At this stage, we have completed setting up an erasure pool in a Ceph cluster. Now, we will deliberately try to break OSDs to see how the erasure pool behaves when OSDs are unavailable.
- As mentioned in the previous step, some of the OSDs for the erasure pool are osd.4 and osd.5; we will now test the erasure pool reliability by breaking these OSDs one by one.

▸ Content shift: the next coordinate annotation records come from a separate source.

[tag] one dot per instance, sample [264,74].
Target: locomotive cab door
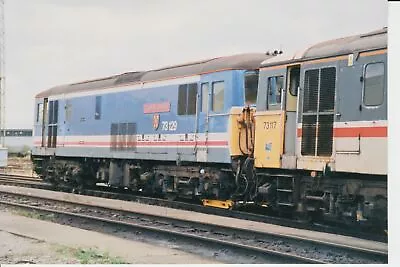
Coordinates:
[270,119]
[52,124]
[44,121]
[201,149]
[276,118]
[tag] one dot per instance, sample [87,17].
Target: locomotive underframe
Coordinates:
[330,196]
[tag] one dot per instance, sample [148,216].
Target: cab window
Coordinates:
[251,87]
[274,92]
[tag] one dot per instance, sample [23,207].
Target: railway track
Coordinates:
[274,247]
[107,192]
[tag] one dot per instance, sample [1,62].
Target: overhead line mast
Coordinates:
[2,74]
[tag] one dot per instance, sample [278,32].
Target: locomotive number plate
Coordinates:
[268,125]
[169,125]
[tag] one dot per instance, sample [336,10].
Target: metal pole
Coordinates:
[2,74]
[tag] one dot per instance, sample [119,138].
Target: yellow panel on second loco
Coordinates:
[270,131]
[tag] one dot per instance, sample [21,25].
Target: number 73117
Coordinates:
[269,125]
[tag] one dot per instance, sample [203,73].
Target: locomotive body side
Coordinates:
[159,132]
[321,130]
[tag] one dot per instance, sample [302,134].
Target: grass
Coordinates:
[83,255]
[88,256]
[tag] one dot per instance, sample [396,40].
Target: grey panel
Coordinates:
[352,44]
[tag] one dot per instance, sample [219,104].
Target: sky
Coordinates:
[54,42]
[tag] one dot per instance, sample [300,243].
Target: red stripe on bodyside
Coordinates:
[147,143]
[355,132]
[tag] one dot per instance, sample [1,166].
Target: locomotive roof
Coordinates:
[342,46]
[241,61]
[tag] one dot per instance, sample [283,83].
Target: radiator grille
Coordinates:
[318,112]
[123,136]
[308,135]
[311,81]
[327,91]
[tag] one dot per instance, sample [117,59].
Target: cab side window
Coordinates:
[217,104]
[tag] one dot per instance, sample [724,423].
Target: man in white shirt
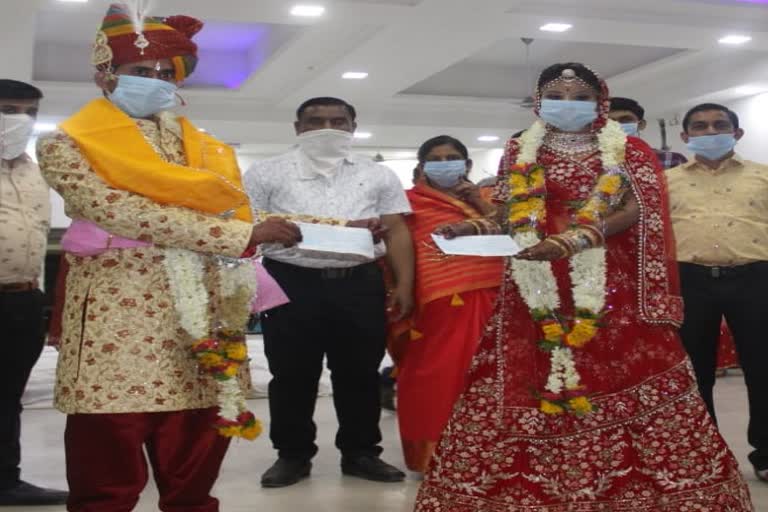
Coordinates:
[24,222]
[337,306]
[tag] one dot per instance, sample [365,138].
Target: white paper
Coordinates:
[323,238]
[480,245]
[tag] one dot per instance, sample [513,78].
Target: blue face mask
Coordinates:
[567,115]
[632,129]
[712,147]
[143,97]
[445,174]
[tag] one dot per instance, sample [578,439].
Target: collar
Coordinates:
[735,161]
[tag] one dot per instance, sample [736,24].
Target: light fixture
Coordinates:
[734,39]
[355,75]
[556,27]
[750,90]
[308,11]
[44,127]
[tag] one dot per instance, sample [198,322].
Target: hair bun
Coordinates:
[185,24]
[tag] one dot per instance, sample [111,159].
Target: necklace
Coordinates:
[571,144]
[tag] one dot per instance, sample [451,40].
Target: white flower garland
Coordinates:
[588,269]
[185,271]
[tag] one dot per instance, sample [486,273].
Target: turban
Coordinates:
[120,42]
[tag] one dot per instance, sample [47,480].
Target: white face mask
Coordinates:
[325,149]
[15,131]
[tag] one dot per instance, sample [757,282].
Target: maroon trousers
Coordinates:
[107,466]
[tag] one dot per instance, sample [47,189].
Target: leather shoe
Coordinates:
[370,467]
[26,494]
[286,472]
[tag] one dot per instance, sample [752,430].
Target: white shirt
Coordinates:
[359,189]
[25,213]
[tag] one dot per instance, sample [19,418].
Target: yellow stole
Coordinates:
[120,155]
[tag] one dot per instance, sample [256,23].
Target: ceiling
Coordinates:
[435,66]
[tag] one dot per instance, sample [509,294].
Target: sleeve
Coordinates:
[392,199]
[131,215]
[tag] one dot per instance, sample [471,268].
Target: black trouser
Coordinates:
[741,295]
[21,331]
[338,313]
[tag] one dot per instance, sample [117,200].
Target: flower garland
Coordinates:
[220,349]
[536,281]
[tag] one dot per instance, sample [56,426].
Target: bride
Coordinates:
[581,398]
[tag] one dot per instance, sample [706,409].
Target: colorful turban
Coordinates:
[163,38]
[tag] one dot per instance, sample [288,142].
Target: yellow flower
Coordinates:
[537,179]
[610,184]
[518,184]
[580,405]
[583,331]
[236,351]
[208,359]
[553,331]
[231,370]
[548,407]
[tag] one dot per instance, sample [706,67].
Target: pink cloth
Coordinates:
[85,238]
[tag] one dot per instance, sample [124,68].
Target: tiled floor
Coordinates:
[327,490]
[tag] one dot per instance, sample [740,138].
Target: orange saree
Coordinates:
[434,347]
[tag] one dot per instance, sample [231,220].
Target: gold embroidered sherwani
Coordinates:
[122,348]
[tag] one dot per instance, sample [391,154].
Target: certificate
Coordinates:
[328,240]
[481,245]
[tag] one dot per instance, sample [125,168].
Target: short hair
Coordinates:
[629,105]
[710,106]
[15,90]
[442,140]
[325,102]
[555,71]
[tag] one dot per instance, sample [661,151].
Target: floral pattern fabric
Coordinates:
[122,349]
[649,446]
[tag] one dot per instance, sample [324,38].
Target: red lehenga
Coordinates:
[649,447]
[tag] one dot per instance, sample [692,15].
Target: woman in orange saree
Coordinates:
[454,297]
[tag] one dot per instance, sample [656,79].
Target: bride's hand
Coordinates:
[450,231]
[546,250]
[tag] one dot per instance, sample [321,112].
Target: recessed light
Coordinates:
[355,75]
[44,127]
[734,39]
[310,11]
[556,27]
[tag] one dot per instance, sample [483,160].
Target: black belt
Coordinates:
[718,272]
[358,271]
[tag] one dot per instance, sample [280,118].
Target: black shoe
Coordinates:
[286,472]
[25,494]
[371,467]
[387,392]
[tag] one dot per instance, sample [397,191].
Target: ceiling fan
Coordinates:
[529,101]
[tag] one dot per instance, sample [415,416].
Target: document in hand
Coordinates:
[323,238]
[481,245]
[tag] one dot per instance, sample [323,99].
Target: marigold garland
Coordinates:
[536,281]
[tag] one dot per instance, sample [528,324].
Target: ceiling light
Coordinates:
[750,90]
[355,75]
[556,27]
[45,127]
[735,39]
[310,11]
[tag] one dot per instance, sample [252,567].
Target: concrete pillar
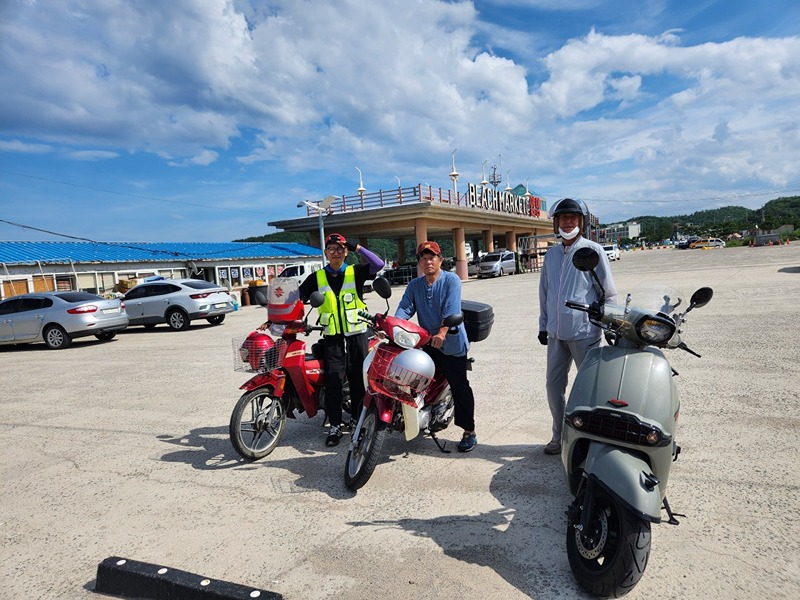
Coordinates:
[488,240]
[421,231]
[401,251]
[461,253]
[511,241]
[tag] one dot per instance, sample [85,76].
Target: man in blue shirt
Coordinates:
[432,297]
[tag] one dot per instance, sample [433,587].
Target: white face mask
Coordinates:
[568,235]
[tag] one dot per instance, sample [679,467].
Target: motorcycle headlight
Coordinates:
[655,330]
[405,339]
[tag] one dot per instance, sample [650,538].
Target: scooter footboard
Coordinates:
[625,475]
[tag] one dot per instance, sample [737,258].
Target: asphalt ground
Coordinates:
[121,448]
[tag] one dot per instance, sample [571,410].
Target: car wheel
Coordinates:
[178,320]
[56,338]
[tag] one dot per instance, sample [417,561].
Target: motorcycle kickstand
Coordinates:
[672,520]
[439,445]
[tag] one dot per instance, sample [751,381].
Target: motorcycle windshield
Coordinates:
[657,298]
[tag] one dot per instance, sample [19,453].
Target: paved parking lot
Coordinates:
[121,448]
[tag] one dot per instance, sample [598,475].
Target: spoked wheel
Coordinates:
[609,558]
[257,424]
[362,460]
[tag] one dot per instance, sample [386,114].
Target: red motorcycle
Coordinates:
[405,391]
[286,378]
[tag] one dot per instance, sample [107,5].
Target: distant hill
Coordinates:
[722,221]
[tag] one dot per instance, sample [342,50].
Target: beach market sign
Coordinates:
[503,201]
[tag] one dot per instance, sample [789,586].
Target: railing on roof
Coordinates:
[395,197]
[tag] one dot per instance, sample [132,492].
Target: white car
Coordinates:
[177,302]
[612,251]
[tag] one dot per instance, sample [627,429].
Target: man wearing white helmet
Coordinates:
[567,333]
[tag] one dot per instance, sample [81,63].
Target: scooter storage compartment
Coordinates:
[478,319]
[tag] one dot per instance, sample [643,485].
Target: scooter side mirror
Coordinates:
[701,297]
[585,259]
[382,286]
[317,299]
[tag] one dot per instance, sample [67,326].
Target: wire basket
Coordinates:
[255,356]
[393,380]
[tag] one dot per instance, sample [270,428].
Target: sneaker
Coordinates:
[468,442]
[334,436]
[553,447]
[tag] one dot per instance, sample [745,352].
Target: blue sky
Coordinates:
[202,120]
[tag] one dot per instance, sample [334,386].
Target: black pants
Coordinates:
[344,357]
[454,369]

Bring down osd.4 and check the OSD map for EC-pool and object1. You should notice that osd.4 is replaced by a random number
2147483647, which means that osd.4 is no longer available for this pool:# ssh ceph-node2 service ceph stop osd.5 # ceph osd map EC-pool object1
- Similarly, break one more osd, that is, osd.5, and notice the OSD map for EC-pool and object1. You should notice that osd.5 is replaced by the random number
2147483647, which means that osd.5 is also no longer available for this pool: - Now, the Ceph pool is running on three OSDs, which is the minimum requirement for this setup of erasure pool. As discussed earlier, the EC-pool will require any three chunks out of five in order to serve data. Now, we have only three chunks left, which are on osd.7, osd.6, and osd.8, and we can still access the data.
In this way, erasure coding provides reliability to Ceph pools, and at the same time, less amount of storage is required to provide the required reliability.

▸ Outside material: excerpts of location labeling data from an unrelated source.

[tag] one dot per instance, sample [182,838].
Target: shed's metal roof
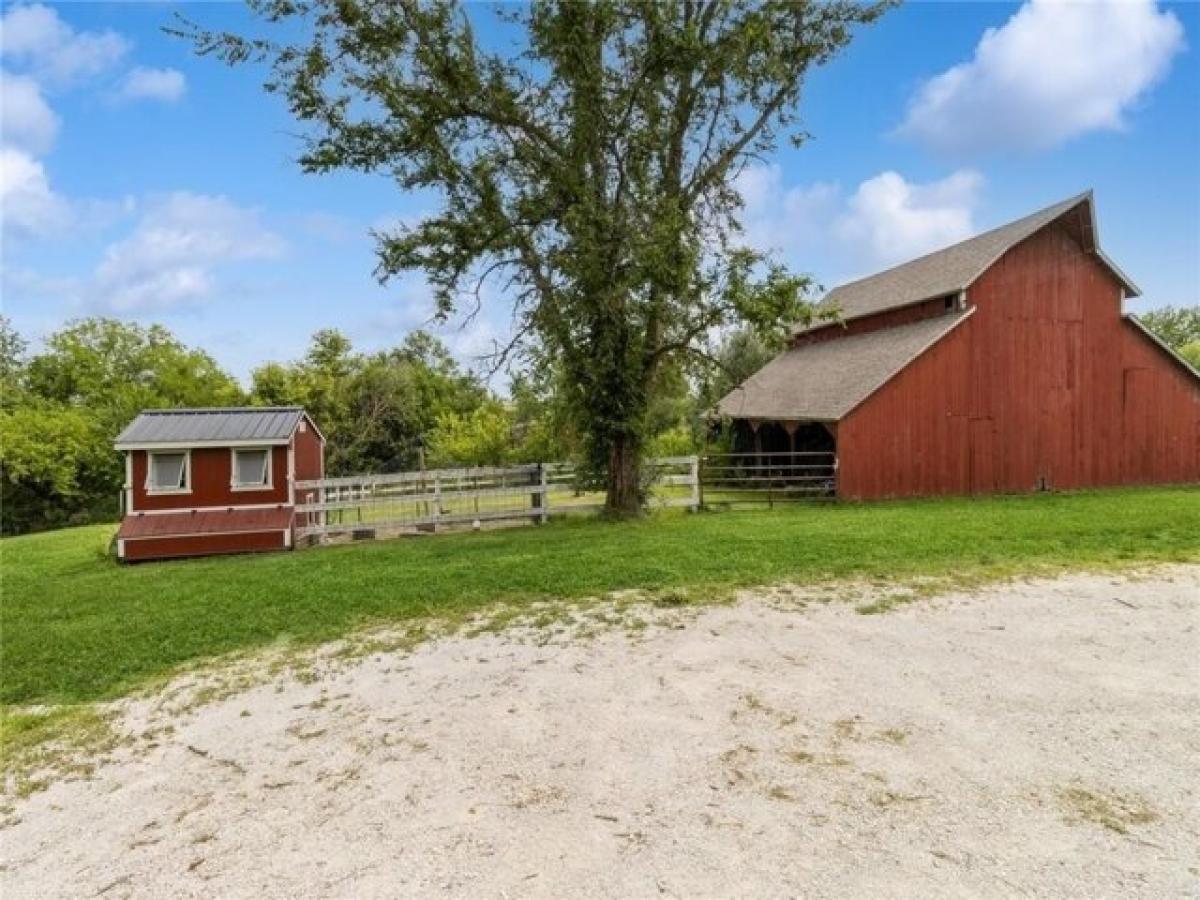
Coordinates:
[221,425]
[826,379]
[955,268]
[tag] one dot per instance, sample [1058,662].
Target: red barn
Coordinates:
[202,481]
[1001,364]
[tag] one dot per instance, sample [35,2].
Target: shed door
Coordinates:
[983,456]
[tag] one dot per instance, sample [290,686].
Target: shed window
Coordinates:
[167,473]
[252,468]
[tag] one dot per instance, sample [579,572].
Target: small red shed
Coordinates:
[219,480]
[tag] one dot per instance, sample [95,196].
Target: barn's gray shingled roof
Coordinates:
[189,427]
[825,381]
[955,268]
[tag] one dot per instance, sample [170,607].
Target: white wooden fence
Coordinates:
[363,505]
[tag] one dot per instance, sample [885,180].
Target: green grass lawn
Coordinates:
[78,627]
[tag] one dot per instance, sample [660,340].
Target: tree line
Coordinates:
[388,411]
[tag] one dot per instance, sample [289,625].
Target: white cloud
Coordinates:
[169,259]
[820,229]
[25,118]
[1054,71]
[778,217]
[34,35]
[29,207]
[898,220]
[143,83]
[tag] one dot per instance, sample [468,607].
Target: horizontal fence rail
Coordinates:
[408,502]
[767,477]
[364,505]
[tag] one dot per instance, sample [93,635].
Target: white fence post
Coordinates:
[695,484]
[545,492]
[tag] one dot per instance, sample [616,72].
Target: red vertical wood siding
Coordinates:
[211,469]
[1045,383]
[310,454]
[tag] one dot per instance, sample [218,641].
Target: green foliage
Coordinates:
[78,627]
[64,407]
[377,411]
[483,437]
[117,369]
[589,169]
[1175,325]
[678,441]
[57,463]
[1191,352]
[12,364]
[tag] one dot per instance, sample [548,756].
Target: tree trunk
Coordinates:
[624,497]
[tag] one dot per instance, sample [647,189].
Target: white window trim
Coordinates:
[233,469]
[151,491]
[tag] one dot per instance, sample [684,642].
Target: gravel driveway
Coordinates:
[1037,738]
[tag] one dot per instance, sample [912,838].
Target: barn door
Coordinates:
[982,436]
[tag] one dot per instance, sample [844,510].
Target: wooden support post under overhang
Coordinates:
[790,427]
[757,442]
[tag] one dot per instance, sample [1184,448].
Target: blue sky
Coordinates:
[143,183]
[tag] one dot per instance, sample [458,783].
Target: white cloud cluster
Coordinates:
[42,54]
[30,207]
[1054,71]
[169,258]
[143,83]
[886,220]
[25,118]
[895,220]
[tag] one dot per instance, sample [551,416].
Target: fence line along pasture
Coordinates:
[372,505]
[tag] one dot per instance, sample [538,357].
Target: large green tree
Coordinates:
[1179,327]
[589,167]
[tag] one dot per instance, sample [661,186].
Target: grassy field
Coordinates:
[77,627]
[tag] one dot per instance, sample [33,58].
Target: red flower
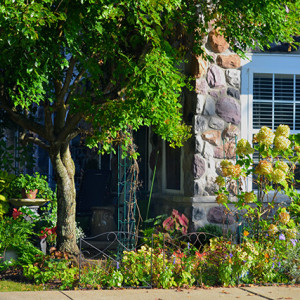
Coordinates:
[201,255]
[16,213]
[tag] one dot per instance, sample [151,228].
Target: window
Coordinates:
[270,93]
[276,100]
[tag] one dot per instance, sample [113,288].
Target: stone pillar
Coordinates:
[217,117]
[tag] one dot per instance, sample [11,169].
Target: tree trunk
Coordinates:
[64,169]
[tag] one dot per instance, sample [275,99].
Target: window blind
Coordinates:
[276,100]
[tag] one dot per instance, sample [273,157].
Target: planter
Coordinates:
[31,194]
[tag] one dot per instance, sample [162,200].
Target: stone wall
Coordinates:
[213,109]
[217,118]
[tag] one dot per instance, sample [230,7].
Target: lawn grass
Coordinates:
[12,286]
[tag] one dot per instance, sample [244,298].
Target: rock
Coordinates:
[216,123]
[232,61]
[209,107]
[233,93]
[198,188]
[212,136]
[228,149]
[199,166]
[217,42]
[229,110]
[201,124]
[230,132]
[200,103]
[208,150]
[199,144]
[198,66]
[233,77]
[215,76]
[217,215]
[214,93]
[201,86]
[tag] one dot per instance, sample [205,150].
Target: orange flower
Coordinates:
[246,233]
[201,256]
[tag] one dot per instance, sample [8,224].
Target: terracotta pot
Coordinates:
[31,194]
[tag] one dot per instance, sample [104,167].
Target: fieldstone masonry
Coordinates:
[216,111]
[217,119]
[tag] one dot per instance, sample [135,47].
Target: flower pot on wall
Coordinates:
[29,194]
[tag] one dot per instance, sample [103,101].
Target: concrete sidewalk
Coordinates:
[251,293]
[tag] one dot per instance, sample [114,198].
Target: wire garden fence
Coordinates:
[156,261]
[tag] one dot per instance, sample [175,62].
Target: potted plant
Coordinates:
[30,187]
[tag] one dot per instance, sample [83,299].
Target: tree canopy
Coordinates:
[102,68]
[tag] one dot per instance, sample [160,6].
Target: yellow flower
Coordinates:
[220,181]
[222,199]
[250,197]
[264,167]
[272,229]
[244,148]
[229,169]
[282,143]
[283,130]
[283,166]
[225,164]
[291,233]
[278,176]
[284,216]
[265,136]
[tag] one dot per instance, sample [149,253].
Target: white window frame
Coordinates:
[286,64]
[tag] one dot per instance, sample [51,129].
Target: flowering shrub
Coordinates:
[274,174]
[50,235]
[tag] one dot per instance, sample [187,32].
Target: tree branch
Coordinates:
[25,139]
[67,81]
[24,122]
[75,85]
[71,123]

The Erasure code feature is greatly benefited by Ceph's robust architecture. When Ceph detects unavailability of any failure zone, it starts its basic operation of recovery. During the recovery operation, erasure pools rebuild themselves by decoding failed chunks on to new OSDs, and after that, they make all the chunks available automatically.
In the last two steps mentioned above, we intentionally broke osd.4 and osd.5. After a while, Ceph started recovery and regenerated missing chunks onto different OSDs. Once the recovery operation is complete, you should check the OSD map for EC-pool and object1; you will be amazed to see the new OSD ID as osd.1 and osd.3, and thus, an erasure pool becomes healthy without administrative input.
This is how Ceph and erasure coding make a great combination. The erasure coding feature for a storage system such as Ceph, which is scalable to the petabyte level and beyond, will definitely give a cost-effective, reliable way of data storage.